Non Banking Financial Companies (NBFC) would need RBI's prior approval before making changes in their ownership control, a draft guideline of the central bank said today.
The RBI's draft guidelines based on Usha Thorat Committee report also seek to make mandatory for all deposit-taking NBFCs to obtain credit rating.
Appointment of CEOs of NBFCs with asset size of Rs 1,000 crore and above would require the RBI approval, it added.
"In the interest of good governance and the sensitivities associated with NBFCs...such companies, whether listed or not, will need to comply with Clause 49 of SEBI's listing agreement on corporate governance including induction of Independent Directors," the draft said.
The draft norms said existing unrated NBFCs-D will be given a period of one year to get rated, "thereafter, they would not be allowed to accept any fresh deposits or renew existing deposits, till they get themselves rated," it said.
On change in control or transfer of shareholding, the draft said that all registered NBFCs should take prior approval from the RBI where there is a change in control and increase of shareholding to the extent of 25 per cent by individuals or groups, directly or indirectly.
Regarding non-performing assets (NPAs), the RBI has proposed that asset classification and provisioning norms should be made similar to that of banks for all registered NBFCs irrespective of size.
At present, the period for classifying loans into NPAs in case of NBFCs is higher at 180/360 days compared to 90 days for banks.
The draft guidelines are based on recommendations made by the Working Group headed by former RBI Deputy Governor Usha Thorat.

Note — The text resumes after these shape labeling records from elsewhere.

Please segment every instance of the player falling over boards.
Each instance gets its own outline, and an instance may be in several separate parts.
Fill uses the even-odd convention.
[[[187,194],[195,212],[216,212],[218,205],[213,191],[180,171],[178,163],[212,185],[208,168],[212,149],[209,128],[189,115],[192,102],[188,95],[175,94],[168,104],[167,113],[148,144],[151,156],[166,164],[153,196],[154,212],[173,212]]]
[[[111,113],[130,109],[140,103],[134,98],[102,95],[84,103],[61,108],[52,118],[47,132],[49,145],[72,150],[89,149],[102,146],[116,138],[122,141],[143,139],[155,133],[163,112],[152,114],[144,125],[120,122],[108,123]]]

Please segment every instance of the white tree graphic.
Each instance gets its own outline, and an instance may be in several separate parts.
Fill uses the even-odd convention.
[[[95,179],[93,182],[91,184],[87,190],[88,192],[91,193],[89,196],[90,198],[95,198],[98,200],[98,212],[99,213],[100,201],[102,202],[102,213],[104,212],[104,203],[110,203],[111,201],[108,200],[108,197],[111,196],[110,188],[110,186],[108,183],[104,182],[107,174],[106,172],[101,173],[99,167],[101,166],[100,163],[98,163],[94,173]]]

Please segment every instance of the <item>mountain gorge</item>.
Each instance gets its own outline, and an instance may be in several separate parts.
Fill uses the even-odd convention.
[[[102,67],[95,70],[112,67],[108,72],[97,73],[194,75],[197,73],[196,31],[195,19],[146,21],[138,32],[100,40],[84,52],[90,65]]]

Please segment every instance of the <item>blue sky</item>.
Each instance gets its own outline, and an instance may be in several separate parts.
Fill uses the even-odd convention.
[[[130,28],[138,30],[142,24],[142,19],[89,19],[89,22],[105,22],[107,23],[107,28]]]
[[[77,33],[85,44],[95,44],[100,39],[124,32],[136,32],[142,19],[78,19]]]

The panel was constituted to review the existing regulatory and supervisory framework of NBFCs.
The objectives of the Group were to address issues relating to regulatory arbitrage and systemic risk, so as to create a strong and resilient non-banking financial sector.
The draft further said it has been decided that Tier I capital be raised to 12 per cent for all captive NBFCs and for NBFCs that are into lending or investment in sensitive sectors like capital market, commodities and real estate.
To address liquidity risk, it said all NBFCs should maintain high quality liquid assets. It has also proposed that henceforth NBFCs be classified under two categories – exempted NBFCs and registered NBFCs.
All registered NBFCs would be under RBI regulation, while the RBI reserves the right to bring the other category under its regulation "should the need arise".